En septiembre de 1975, Luis Eduardo Aute compuso para Rosa León Al alba, una canción en la que plasmaba el profundo pesimismo que reinaba en el país en aquella época: 36 años de dictadura y, contra las esperanzas de la mayoría de los españoles, crecía la amenaza de que podía continuar. “Presiento que tras la noche vendrá la noche más larga”, decía Aute reflejando el estado de ánimo colectivo.

Un año antes, una revolución militar incruenta y sin resistencia había hecho caer la dictadura más longeva de Europa, el salazarismo vecino. España estaba más aislada que nunca y Al alba se convertía en la banda sonora de los hijos de los perdedores de la guerra en aquella complicada Transición.

El general Franco, que estaba a tres meses de su muerte, enviaba un mensaje de firmeza al mundo con la ejecución de cinco condenados por terrorismo como en 1974 había hecho con el anarquista Salvador Puig Antich. Las presiones provenientes de todo el mundo no hicieron mella en un régimen agónico que había gozado de un reconocimiento internacional que le permitió subsistir casi 40 años después de imponerse en una guerra civil de tres años.

Tras la segunda guerra mundial, se había convertido en el valladar del comunismo, lo que le granjeó el apoyo de la práctica totalidad de los países democráticos, pese a que le trataban como a la criada eficaz e impresentable que nunca se sienta a la mesa de los señores. Las elecciones democráticas de 1977 y los pactos posteriores permitieron que España se incorporara plenamente al club occidental con su entrada en la OTAN en 1982 y en la Unión Europea --la CEE entonces-- cuatro años después.

Ese era el escenario del paso de una democracia orgánica a una democracia homologada en el que se celebraron los primeros comicios y se promulgó la amnistía de 1977. Ocho años antes, el régimen había tratado de congraciarse con el indulto de todos los delitos cometidos antes de abril de 1939; es decir, que perdonó lo que los republicanos pudieran haber hecho hasta el final de la guerra. Cuatro meses después de las elecciones constituyentes entró en vigor una amnistía general que abarcaba los 36 años del régimen; o sea, los excesos y los crímenes del franquismo, además de los atribuibles a los maquis, ETA y el FRAP.

No hay consenso sobre qué novela de tantísimas que se han escrito sobre la guerra civil refleja mejor lo sucedido. Es probable, aunque decirlo ahora sea arriesgado, que la serie de Almudena Grandes Episodios de una guerra interminable quede para la posteridad como la mejor narración de aquel infierno.
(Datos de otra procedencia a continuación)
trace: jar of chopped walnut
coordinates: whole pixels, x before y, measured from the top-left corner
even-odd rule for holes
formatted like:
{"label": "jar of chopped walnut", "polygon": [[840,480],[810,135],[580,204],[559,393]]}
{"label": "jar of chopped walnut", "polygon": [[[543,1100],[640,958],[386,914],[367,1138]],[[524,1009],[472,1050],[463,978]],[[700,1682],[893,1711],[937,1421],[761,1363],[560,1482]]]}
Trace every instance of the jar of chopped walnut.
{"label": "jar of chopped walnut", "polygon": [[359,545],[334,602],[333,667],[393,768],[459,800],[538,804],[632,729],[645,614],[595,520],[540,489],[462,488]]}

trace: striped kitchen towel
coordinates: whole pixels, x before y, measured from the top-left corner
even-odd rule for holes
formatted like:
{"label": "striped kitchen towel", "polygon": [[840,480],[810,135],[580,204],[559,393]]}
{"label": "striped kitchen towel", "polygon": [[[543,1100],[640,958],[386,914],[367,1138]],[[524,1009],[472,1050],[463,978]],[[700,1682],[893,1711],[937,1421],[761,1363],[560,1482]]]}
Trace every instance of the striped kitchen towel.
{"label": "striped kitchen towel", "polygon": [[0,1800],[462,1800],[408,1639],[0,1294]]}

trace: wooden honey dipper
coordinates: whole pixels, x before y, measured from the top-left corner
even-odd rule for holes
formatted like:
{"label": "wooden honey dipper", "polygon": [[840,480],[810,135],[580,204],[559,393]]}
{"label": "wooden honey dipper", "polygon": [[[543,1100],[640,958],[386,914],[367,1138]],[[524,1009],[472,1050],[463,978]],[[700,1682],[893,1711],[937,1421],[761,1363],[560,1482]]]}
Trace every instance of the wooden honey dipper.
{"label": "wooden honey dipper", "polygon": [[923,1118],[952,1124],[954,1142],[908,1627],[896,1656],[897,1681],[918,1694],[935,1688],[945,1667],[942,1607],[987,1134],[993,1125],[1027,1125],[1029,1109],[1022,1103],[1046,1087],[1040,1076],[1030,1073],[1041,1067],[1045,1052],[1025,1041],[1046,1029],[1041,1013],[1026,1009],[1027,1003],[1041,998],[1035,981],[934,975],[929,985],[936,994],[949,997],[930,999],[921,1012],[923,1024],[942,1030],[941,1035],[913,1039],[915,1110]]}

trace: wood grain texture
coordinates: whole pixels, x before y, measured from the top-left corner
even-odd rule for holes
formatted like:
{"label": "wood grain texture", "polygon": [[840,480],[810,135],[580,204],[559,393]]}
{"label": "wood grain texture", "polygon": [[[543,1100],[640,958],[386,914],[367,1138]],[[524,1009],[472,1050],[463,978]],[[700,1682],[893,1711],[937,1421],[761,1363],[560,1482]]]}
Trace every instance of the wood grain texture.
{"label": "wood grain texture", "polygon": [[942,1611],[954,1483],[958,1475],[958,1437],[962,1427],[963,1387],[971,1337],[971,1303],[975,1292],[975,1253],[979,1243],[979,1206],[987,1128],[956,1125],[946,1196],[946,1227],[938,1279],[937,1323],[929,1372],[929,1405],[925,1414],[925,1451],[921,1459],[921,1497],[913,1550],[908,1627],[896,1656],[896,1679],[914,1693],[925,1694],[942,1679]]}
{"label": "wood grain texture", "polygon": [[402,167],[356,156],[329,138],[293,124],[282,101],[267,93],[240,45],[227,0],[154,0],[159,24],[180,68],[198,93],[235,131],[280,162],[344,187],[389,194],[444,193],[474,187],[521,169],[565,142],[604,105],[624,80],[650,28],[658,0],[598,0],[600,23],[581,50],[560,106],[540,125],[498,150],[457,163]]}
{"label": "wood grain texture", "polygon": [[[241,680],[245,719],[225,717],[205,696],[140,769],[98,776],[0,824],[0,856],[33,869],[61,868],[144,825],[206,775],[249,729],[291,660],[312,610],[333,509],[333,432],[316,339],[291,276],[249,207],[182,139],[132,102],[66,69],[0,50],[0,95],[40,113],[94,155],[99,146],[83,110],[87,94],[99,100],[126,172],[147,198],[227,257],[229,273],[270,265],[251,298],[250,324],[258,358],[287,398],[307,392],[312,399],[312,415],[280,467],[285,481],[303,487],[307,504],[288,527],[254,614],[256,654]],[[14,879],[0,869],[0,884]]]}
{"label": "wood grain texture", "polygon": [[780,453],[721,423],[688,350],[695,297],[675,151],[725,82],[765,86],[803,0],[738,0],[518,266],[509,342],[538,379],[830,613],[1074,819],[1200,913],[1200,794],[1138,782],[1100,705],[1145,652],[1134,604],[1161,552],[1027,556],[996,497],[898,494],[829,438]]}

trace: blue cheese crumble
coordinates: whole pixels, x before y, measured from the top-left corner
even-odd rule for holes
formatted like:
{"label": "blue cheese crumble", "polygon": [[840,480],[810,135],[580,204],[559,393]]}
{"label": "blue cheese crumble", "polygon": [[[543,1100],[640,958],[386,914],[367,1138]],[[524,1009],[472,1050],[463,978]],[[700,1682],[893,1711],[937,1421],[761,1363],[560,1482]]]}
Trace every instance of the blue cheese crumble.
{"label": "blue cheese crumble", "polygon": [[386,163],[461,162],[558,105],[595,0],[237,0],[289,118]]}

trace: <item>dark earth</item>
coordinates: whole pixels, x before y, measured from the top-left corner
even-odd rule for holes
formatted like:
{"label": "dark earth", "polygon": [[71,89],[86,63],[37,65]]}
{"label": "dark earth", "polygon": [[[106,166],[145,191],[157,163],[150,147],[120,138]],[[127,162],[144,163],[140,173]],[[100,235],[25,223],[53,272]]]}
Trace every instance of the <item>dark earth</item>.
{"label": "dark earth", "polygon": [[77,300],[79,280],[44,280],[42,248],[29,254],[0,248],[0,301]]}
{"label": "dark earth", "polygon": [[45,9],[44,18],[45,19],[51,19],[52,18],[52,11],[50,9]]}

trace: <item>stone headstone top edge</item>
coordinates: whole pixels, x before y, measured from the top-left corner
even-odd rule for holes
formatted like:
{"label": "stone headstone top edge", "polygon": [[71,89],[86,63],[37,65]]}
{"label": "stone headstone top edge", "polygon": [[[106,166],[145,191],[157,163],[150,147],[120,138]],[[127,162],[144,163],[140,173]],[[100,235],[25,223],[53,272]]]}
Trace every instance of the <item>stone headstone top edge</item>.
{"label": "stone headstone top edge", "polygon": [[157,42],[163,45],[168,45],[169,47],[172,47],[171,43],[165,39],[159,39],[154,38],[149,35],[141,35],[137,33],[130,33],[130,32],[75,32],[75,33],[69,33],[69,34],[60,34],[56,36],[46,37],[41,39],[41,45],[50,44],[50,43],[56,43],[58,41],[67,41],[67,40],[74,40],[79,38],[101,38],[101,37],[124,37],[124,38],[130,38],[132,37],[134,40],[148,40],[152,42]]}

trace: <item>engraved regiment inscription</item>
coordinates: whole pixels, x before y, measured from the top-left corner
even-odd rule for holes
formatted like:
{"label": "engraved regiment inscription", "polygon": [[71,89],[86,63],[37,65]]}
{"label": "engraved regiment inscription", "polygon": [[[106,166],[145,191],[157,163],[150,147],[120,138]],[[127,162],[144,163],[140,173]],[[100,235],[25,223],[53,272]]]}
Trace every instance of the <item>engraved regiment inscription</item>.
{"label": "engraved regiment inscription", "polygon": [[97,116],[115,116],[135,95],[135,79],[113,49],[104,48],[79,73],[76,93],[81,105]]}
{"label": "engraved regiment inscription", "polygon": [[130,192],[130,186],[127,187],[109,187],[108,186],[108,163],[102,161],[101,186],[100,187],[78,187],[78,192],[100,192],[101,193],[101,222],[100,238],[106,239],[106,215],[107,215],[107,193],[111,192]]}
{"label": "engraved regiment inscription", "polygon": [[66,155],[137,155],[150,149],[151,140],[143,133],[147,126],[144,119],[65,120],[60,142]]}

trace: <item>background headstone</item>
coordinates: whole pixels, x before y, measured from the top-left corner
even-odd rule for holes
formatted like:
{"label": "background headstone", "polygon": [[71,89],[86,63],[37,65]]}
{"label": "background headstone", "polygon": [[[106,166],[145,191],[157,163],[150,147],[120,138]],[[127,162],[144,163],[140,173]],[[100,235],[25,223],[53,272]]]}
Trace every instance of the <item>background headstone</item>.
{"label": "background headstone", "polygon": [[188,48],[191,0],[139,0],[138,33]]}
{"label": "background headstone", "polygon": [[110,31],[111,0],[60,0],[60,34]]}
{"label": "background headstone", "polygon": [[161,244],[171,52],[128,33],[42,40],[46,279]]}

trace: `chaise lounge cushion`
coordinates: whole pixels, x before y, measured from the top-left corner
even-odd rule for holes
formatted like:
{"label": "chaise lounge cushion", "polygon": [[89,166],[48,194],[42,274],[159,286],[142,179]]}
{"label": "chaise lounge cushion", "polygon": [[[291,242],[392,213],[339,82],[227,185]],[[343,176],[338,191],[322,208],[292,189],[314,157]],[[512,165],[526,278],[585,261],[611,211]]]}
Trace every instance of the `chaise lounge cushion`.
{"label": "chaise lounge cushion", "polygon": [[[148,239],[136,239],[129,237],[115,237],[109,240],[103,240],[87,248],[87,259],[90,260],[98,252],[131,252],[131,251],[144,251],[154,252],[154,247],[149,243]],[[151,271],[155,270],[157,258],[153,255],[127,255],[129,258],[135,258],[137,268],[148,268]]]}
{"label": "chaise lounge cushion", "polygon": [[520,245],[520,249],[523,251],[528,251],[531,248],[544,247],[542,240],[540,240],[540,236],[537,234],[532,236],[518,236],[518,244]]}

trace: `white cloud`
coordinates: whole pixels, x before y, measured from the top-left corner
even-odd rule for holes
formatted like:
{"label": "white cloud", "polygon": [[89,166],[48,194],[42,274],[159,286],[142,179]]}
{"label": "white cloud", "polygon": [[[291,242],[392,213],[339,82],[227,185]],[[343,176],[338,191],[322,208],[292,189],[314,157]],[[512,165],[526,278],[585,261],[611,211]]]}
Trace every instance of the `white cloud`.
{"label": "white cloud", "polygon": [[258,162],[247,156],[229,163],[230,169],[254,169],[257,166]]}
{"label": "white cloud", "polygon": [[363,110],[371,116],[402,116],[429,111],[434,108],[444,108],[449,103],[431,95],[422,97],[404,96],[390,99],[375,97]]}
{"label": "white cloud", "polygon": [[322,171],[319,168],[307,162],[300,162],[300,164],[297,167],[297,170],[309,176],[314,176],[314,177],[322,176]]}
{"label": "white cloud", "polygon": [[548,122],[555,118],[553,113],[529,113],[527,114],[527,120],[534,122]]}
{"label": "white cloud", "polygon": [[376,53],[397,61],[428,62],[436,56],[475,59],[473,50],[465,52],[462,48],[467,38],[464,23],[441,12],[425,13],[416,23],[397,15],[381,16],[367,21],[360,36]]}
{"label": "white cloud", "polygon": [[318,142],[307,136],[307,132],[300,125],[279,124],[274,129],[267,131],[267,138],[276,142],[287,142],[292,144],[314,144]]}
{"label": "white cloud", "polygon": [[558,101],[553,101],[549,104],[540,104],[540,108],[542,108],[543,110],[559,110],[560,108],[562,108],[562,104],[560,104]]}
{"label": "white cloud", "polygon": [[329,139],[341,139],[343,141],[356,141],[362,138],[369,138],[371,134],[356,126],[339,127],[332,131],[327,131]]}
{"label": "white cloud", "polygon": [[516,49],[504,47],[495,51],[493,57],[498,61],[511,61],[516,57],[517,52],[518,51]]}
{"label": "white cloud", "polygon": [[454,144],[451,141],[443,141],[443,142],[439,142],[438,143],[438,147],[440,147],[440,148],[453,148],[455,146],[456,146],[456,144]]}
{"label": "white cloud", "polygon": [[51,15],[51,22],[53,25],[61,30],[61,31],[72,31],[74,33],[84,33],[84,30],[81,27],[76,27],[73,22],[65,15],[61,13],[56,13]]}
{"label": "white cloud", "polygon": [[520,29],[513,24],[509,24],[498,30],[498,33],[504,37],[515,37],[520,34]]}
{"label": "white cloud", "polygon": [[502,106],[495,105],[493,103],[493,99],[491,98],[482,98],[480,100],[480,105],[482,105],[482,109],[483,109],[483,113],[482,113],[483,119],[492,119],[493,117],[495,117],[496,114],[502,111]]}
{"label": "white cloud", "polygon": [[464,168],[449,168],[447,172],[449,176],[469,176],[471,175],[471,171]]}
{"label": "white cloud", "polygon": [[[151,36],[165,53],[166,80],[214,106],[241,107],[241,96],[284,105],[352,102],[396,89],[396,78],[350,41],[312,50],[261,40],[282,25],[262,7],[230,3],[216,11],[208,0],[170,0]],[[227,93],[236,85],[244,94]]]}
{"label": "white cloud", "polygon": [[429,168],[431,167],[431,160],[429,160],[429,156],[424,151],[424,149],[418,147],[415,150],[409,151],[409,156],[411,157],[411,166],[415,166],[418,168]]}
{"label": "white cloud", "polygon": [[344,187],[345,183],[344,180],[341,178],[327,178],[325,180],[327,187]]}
Porque la contienda no se limitó a los tres años de batallas, sino que abarcó los tres decenios largos que vinieron después y que con tanta profundidad describen las obras de la escritora recientemente desaparecida.

El proyecto de ley de memoria democrática, que el Gobierno ha guardado en el cajón y que ahora queda oportunamente tapado por el conflicto artificial de la ley del audiovisual y el catalán, trata de reescribir (además de simplificar) la historia y de ignorar el marco en el que se dio la amnistía. A efectos prácticos es inútil porque apenas queda un franquista vivo que hubiera incurrido en responsabilidades entre 1939 y 1977. E inviable porque, como ha recordado Juan José López Burniol, la Constitución prohíbe la retroactividad de las leyes penales. Pero el intento de Podemos, ERC y ese PSOE tantas veces irreconocible que está en la Moncloa es el reflejo lamentable de cierto estilo político que no respeta la palabra dada, en el que los compromisos son papel mojado incluso antes de que su plasmación escrita haya salido de la impresora.

Este republicanismo que despierta de su larga y profunda siesta quiere acabar con el régimen franquista 40 años después de su muerte por harakiri, una manifestación de impotencia que habla por sí sola.